BARAGA — In considering a change to its controlled substances ordinance, the Keweenaw Bay Indian Community (KBIC) Tribal Council on Thursday held the second public reading of a proposed ordinance.

The current statute is broad and lumps any act with any controlled substance — as defined by the state — together, according to assistant tribal attorney Kevin Carlisle. He said it doesn’t include any separation for the amount of the substance, type of substance, age of the perpetrator or seriousness of action, such as distribution as opposed to possession.

The new ordinance is intended to reduce the penalties for marijuana offenses while making other drug enforcement more comprehensive, according to KBIC vice president Jennifer Misegan, who introduced the ordinance.

One of the main changes is separating marijuana from other drugs in the law. Manufacture, distribution or bringing marijuana onto KBIC territory would still be punished at the same level as other controlled substances, but use and possession of less than 3.5 grams carry lesser charges for people over the age of 21.

It also makes the possession, manufacture and distribution of drug paraphernalia punishable by Class A misdemeanor.

“It has the same potential for deterrent impact,” Carlisle said.

Another section of the proposed ordinance makes trying to avoid or cheat a urine test to avoid detection punishable by a Class C misdemeanor, which Carlisle said is not an uncommon provision.

Complicating the issue for the council is the recent vote on marijuana legalization across the state, and jurisdictional issues with the state and federal government.

Ordinances too oddly matched with state law would be difficult to enforce, Carlisle said. At the same time, he said, tribal ordinances need to be approved through the federal Bureau of Indian Affairs. The federal government considers marijuana a Schedule 1 drug, the same level as heroin and LSD. Shortly after the statewide legalization referendum passed earlier this week, Michigan U.S. attorneys Andrew Birge and Matthew Schneider released a statement affirming they would not be unilaterally halting enforcement of marijuana law because of the vote.

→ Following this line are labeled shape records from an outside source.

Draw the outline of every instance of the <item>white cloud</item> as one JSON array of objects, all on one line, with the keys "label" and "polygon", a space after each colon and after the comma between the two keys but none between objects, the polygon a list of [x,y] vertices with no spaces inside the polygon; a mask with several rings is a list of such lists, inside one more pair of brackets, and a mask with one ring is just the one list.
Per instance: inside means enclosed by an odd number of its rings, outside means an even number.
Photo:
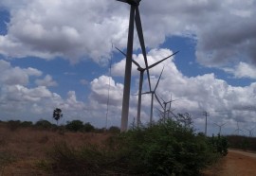
[{"label": "white cloud", "polygon": [[[154,0],[142,1],[146,46],[187,36],[197,42],[196,56],[203,64],[255,63],[255,2],[158,0],[155,8]],[[91,57],[99,62],[109,57],[111,42],[126,45],[129,6],[120,2],[11,0],[2,6],[10,10],[8,34],[0,36],[0,53],[8,57],[60,56],[72,62]]]},{"label": "white cloud", "polygon": [[58,83],[52,79],[52,77],[50,75],[46,75],[43,79],[36,79],[35,83],[39,86],[46,86],[46,87],[58,85]]},{"label": "white cloud", "polygon": [[237,79],[256,79],[256,67],[253,64],[239,62],[234,68],[224,68],[224,71],[234,75]]},{"label": "white cloud", "polygon": [[27,85],[30,76],[41,76],[42,72],[34,68],[11,67],[10,63],[0,60],[0,85]]},{"label": "white cloud", "polygon": [[[150,51],[148,53],[149,62],[155,62],[170,53],[172,53],[172,51],[166,49]],[[141,55],[135,55],[134,59],[139,63],[143,63]],[[124,60],[125,59],[113,65],[113,72],[116,76],[122,75],[121,70],[124,69]],[[255,83],[252,83],[247,87],[235,87],[229,85],[223,79],[216,79],[214,74],[205,74],[191,78],[185,77],[177,70],[174,59],[172,59],[167,60],[164,63],[155,66],[155,69],[150,71],[153,88],[155,88],[163,65],[165,65],[165,70],[156,89],[157,94],[165,101],[170,100],[170,94],[172,94],[173,99],[177,99],[173,102],[172,105],[174,112],[192,113],[196,128],[201,129],[201,131],[204,129],[205,121],[204,116],[202,115],[203,111],[208,111],[210,114],[209,128],[211,132],[214,131],[214,126],[212,124],[216,122],[225,123],[229,121],[229,124],[225,128],[228,129],[229,132],[231,132],[231,130],[236,126],[236,121],[244,125],[256,121],[256,118],[254,117],[256,110],[251,109],[251,107],[254,107],[253,104],[256,101]],[[136,77],[135,90],[137,90],[137,71],[134,68],[133,72],[135,74],[134,77]],[[143,90],[147,91],[146,73],[144,73],[144,76]],[[104,85],[107,84],[106,79],[103,82]],[[114,85],[114,83],[112,84]],[[103,87],[101,88],[103,89]],[[104,94],[104,96],[101,95],[101,97],[106,97],[106,90],[107,89],[105,88],[105,92],[100,91]],[[131,97],[131,112],[134,112],[134,114],[136,114],[137,99],[134,97]],[[142,97],[142,114],[143,119],[145,120],[144,122],[148,122],[149,120],[150,102],[150,96]],[[159,107],[156,100],[155,100],[155,107]],[[250,111],[248,111],[248,107],[250,107]],[[155,112],[155,110],[154,111]],[[217,111],[226,114],[220,114]],[[156,114],[155,114],[156,115]],[[157,119],[157,117],[155,116],[155,119]]]}]

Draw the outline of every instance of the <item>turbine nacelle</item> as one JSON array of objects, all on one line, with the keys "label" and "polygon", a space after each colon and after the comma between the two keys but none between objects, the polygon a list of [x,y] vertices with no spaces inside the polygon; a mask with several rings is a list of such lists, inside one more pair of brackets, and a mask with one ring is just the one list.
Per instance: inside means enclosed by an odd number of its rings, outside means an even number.
[{"label": "turbine nacelle", "polygon": [[141,0],[117,0],[117,1],[127,3],[127,4],[131,5],[131,6],[139,6],[139,2]]}]

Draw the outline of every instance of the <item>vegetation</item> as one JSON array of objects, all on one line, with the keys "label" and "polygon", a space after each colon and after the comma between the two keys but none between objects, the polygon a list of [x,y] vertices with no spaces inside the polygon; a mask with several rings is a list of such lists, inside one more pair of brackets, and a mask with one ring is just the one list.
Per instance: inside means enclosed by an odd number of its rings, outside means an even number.
[{"label": "vegetation", "polygon": [[198,175],[227,154],[223,141],[165,120],[114,135],[104,145],[80,149],[56,145],[48,154],[48,167],[55,173],[77,175]]},{"label": "vegetation", "polygon": [[227,136],[230,148],[256,151],[256,138],[241,135]]}]

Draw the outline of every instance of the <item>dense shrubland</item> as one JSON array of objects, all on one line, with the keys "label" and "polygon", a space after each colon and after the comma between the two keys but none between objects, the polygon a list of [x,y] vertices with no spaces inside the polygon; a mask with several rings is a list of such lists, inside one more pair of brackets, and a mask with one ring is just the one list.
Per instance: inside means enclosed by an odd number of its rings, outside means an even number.
[{"label": "dense shrubland", "polygon": [[[57,126],[46,120],[1,122],[11,131],[21,127],[53,132],[109,132],[102,144],[74,147],[67,141],[56,143],[37,166],[54,175],[199,175],[200,170],[228,153],[224,136],[207,137],[192,128],[189,114],[175,121],[160,120],[119,133],[118,127],[96,129],[80,120]],[[60,132],[59,132],[60,133]]]},{"label": "dense shrubland", "polygon": [[198,175],[227,154],[225,137],[206,137],[173,120],[112,135],[102,145],[56,145],[42,166],[77,175]]},{"label": "dense shrubland", "polygon": [[230,148],[256,151],[256,137],[228,135]]}]

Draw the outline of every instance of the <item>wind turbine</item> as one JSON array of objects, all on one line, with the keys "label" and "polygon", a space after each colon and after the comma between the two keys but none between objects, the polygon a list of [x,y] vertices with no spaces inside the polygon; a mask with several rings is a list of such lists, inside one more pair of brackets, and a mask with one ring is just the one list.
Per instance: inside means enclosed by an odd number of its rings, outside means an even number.
[{"label": "wind turbine", "polygon": [[248,132],[249,132],[249,137],[252,137],[252,131],[255,129],[255,127],[254,128],[252,128],[252,129],[246,129]]},{"label": "wind turbine", "polygon": [[224,125],[226,125],[227,123],[222,123],[222,124],[217,124],[217,123],[214,123],[214,125],[218,126],[219,127],[219,134],[221,135],[221,129]]},{"label": "wind turbine", "polygon": [[[123,98],[122,98],[121,125],[120,125],[120,132],[125,132],[127,131],[127,127],[128,127],[128,115],[129,115],[132,56],[133,56],[133,44],[134,44],[134,22],[136,22],[138,40],[140,43],[142,54],[144,56],[146,68],[148,67],[148,62],[147,62],[146,47],[144,44],[143,31],[142,31],[141,20],[140,20],[139,9],[138,9],[139,2],[141,0],[117,0],[117,1],[127,3],[131,6],[126,63],[125,63],[125,75],[124,75]],[[150,75],[149,75],[148,69],[147,69],[147,75],[148,75],[148,81],[150,85],[151,84]]]},{"label": "wind turbine", "polygon": [[[162,71],[161,71],[161,74],[160,74],[158,79],[157,79],[157,82],[156,82],[156,84],[155,84],[155,89],[154,89],[154,90],[150,90],[149,92],[141,93],[141,95],[144,95],[144,94],[151,94],[151,111],[150,111],[150,123],[151,123],[151,124],[152,124],[152,120],[153,120],[154,96],[155,96],[155,97],[156,98],[156,100],[158,101],[158,103],[162,106],[162,104],[161,104],[159,98],[157,97],[157,95],[155,94],[155,91],[156,91],[156,88],[157,88],[157,86],[158,86],[159,80],[160,80],[160,79],[161,79],[161,77],[162,77],[163,70],[164,70],[164,67],[163,67],[163,69],[162,69]],[[151,84],[150,84],[150,87],[151,87]]]},{"label": "wind turbine", "polygon": [[237,129],[234,132],[237,132],[237,135],[239,135],[239,132],[244,132],[239,128],[238,122],[237,122]]},{"label": "wind turbine", "polygon": [[[164,110],[163,118],[164,118],[164,120],[165,120],[166,113],[168,112],[168,118],[169,118],[170,113],[172,113],[172,110],[171,110],[172,102],[176,101],[176,100],[179,100],[179,99],[173,99],[172,94],[171,94],[171,100],[170,100],[170,101],[165,101],[161,97],[160,97],[160,98],[161,98],[162,101],[163,101],[163,110]],[[169,104],[169,109],[168,109],[168,110],[166,110],[167,104]]]},{"label": "wind turbine", "polygon": [[[122,53],[125,57],[126,54],[124,52],[122,52],[120,49],[119,49],[118,47],[116,47],[120,53]],[[148,67],[141,67],[138,62],[137,62],[135,60],[132,60],[133,63],[135,63],[137,66],[137,70],[139,71],[139,84],[138,84],[138,98],[137,98],[137,127],[139,127],[140,124],[140,111],[141,111],[141,93],[142,93],[142,84],[143,84],[143,76],[144,76],[144,71],[145,70],[149,70],[155,66],[156,66],[157,64],[159,64],[160,62],[164,62],[165,60],[169,59],[172,56],[174,56],[175,54],[177,54],[179,51],[176,51],[174,53],[173,53],[172,55],[149,65]],[[151,90],[151,89],[150,89]]]}]

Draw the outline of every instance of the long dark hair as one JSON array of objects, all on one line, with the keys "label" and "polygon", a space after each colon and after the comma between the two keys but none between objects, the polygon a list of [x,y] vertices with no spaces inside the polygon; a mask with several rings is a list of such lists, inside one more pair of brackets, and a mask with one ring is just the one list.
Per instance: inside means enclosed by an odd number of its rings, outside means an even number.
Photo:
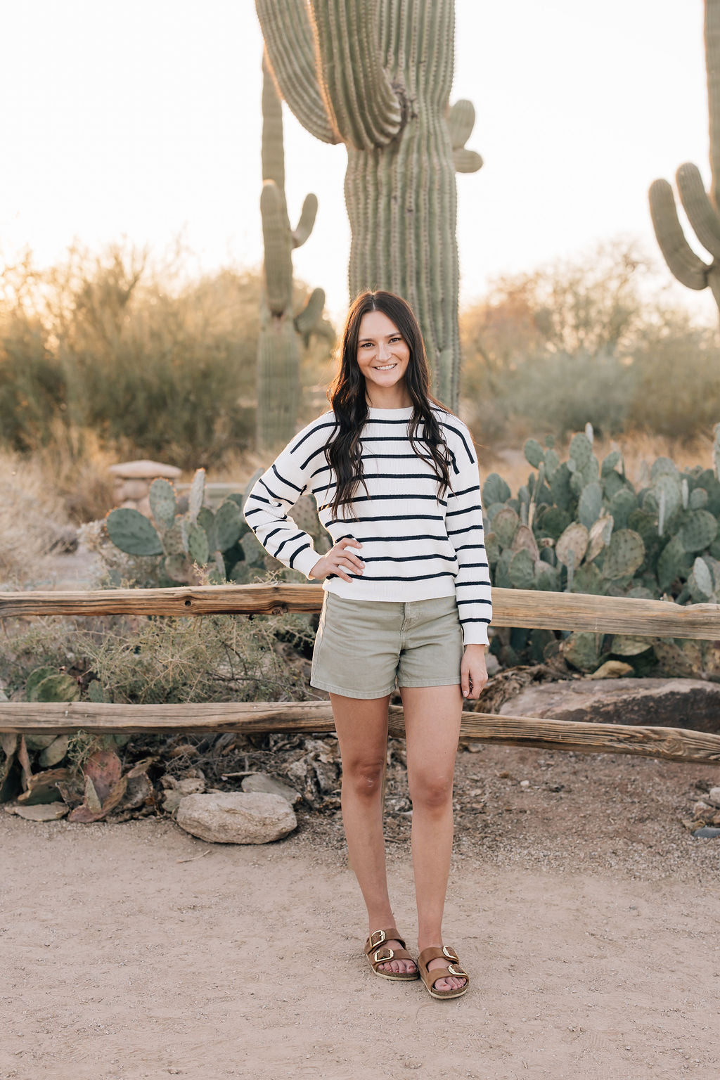
[{"label": "long dark hair", "polygon": [[327,399],[336,418],[332,434],[325,447],[325,458],[337,477],[335,495],[327,502],[334,518],[339,518],[340,508],[343,505],[349,505],[351,513],[357,517],[351,500],[361,483],[368,494],[363,476],[361,432],[369,413],[365,395],[365,376],[357,363],[361,320],[368,311],[382,311],[388,315],[410,350],[410,359],[405,369],[405,384],[412,399],[412,416],[408,429],[410,445],[419,457],[427,459],[427,454],[421,453],[416,444],[418,424],[422,422],[424,434],[420,442],[430,451],[430,457],[436,467],[435,475],[440,483],[438,501],[450,486],[448,447],[431,404],[439,406],[450,416],[452,414],[430,392],[425,346],[415,312],[403,297],[394,293],[380,289],[359,293],[348,312],[340,341],[338,370],[327,390]]}]

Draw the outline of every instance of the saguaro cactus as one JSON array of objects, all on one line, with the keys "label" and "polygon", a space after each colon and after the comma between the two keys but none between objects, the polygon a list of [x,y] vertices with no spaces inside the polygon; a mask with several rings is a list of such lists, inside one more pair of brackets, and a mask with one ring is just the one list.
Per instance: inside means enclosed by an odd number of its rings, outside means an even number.
[{"label": "saguaro cactus", "polygon": [[307,337],[320,321],[325,293],[316,288],[305,308],[293,316],[293,248],[312,232],[317,199],[309,194],[296,229],[285,203],[283,110],[262,62],[262,193],[260,215],[264,242],[263,289],[257,366],[258,450],[273,450],[296,432],[300,397],[298,334]]},{"label": "saguaro cactus", "polygon": [[705,60],[710,113],[710,192],[699,170],[687,162],[677,171],[680,201],[710,262],[695,255],[678,219],[673,188],[667,180],[650,186],[650,213],[655,237],[668,267],[689,288],[709,288],[720,308],[720,0],[705,0]]},{"label": "saguaro cactus", "polygon": [[475,110],[449,108],[454,0],[256,0],[275,83],[300,123],[348,149],[351,298],[404,296],[420,320],[434,392],[460,380],[456,170]]}]

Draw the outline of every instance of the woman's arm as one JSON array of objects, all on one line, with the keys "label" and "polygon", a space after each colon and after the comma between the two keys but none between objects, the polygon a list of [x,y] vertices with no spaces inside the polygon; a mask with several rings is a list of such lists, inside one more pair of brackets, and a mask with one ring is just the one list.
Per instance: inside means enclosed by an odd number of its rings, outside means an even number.
[{"label": "woman's arm", "polygon": [[462,450],[456,455],[459,472],[452,481],[453,491],[448,495],[446,527],[460,568],[456,592],[463,642],[465,645],[487,645],[492,592],[485,550],[480,476],[472,436],[464,427],[463,434]]},{"label": "woman's arm", "polygon": [[[315,421],[315,424],[317,421]],[[316,456],[309,445],[314,440],[314,424],[309,424],[279,454],[270,468],[256,481],[244,508],[245,521],[262,546],[288,569],[299,570],[310,580],[310,571],[321,556],[312,537],[287,516],[307,489]]]}]

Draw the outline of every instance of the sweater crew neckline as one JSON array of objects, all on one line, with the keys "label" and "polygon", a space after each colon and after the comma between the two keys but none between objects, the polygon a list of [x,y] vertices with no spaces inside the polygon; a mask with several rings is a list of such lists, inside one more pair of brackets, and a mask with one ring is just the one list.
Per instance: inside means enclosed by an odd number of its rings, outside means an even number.
[{"label": "sweater crew neckline", "polygon": [[368,405],[368,416],[372,419],[377,418],[381,420],[383,417],[393,419],[393,417],[410,417],[412,416],[412,405],[408,405],[406,408],[377,408],[375,405]]}]

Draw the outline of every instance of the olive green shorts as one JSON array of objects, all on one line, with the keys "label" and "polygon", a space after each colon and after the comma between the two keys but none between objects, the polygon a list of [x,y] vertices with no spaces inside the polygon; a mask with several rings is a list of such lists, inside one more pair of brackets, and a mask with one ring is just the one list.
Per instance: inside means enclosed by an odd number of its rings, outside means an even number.
[{"label": "olive green shorts", "polygon": [[355,600],[325,593],[310,685],[347,698],[384,698],[397,686],[460,684],[464,652],[454,596]]}]

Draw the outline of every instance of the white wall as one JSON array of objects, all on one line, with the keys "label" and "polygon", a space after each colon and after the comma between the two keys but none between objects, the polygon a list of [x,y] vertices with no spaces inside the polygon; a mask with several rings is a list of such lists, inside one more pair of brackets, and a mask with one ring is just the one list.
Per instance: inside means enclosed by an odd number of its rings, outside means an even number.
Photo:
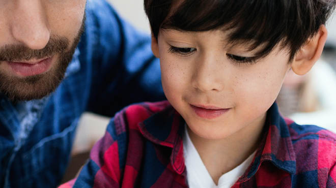
[{"label": "white wall", "polygon": [[336,46],[336,13],[327,23],[327,28],[328,31],[327,41]]},{"label": "white wall", "polygon": [[148,33],[150,29],[143,0],[108,0],[117,11],[135,27]]},{"label": "white wall", "polygon": [[[143,0],[108,0],[120,15],[136,27],[148,33],[149,24],[144,11]],[[336,13],[327,24],[328,40],[336,45]]]}]

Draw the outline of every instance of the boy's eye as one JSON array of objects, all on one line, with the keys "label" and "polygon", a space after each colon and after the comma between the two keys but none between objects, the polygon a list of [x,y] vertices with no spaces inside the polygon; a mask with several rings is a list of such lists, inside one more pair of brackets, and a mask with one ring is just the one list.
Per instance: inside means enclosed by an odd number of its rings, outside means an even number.
[{"label": "boy's eye", "polygon": [[170,52],[177,53],[184,56],[187,56],[195,51],[196,48],[179,48],[173,46],[171,46],[169,48]]},{"label": "boy's eye", "polygon": [[228,57],[238,64],[253,64],[256,62],[256,57],[243,57],[230,53],[227,53]]}]

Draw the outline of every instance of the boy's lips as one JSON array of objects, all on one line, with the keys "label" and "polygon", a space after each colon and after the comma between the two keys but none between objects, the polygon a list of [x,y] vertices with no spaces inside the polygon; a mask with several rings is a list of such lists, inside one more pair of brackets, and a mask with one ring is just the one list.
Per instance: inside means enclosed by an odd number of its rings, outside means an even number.
[{"label": "boy's lips", "polygon": [[212,106],[191,105],[191,108],[199,116],[207,119],[213,119],[228,112],[230,108],[220,108]]},{"label": "boy's lips", "polygon": [[20,76],[36,75],[47,72],[51,65],[52,58],[47,57],[28,61],[6,61],[15,73]]}]

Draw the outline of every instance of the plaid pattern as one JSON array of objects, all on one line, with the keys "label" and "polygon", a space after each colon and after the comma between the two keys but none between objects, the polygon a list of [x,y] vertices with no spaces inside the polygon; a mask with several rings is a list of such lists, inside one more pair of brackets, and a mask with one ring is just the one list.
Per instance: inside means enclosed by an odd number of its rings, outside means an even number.
[{"label": "plaid pattern", "polygon": [[[184,125],[166,101],[125,108],[76,179],[61,187],[187,187]],[[334,134],[283,119],[275,103],[265,126],[253,163],[233,187],[336,187]]]},{"label": "plaid pattern", "polygon": [[0,93],[0,187],[59,185],[83,112],[110,117],[130,104],[164,99],[150,35],[104,0],[88,0],[86,13],[85,33],[55,92],[20,104]]}]

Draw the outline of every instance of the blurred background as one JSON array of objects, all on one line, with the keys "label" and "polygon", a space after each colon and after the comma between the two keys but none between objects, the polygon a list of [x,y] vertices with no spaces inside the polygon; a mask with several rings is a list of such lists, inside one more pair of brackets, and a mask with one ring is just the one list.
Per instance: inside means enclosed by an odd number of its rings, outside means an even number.
[{"label": "blurred background", "polygon": [[[108,0],[119,15],[142,32],[150,34],[143,1]],[[327,24],[328,37],[322,58],[303,76],[288,74],[277,102],[284,116],[299,124],[313,124],[336,132],[336,13]],[[91,113],[82,116],[72,156],[63,181],[73,178],[110,118]]]}]

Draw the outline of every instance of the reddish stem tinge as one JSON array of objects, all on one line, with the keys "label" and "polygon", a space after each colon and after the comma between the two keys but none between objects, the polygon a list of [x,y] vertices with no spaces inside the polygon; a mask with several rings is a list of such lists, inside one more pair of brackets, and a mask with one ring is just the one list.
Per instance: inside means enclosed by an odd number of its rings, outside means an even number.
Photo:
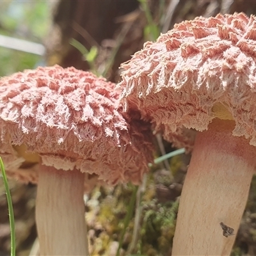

However, they seemed to emphasize that seriousness of the crime is always considered.

“We will consider the federal law enforcement priorities set by the United States Department of Justice, the seriousness of the crime, the deterrent effect of prosecution, and the cumulative impact of the crime on a community,” the statement read.

It also stated federal agents are increasingly focused on combating the opioid epidemic.

In light of these developments, the Tribal Council is discussing changes to the ordinance, including the possibility of removing the sections concerning marijuana.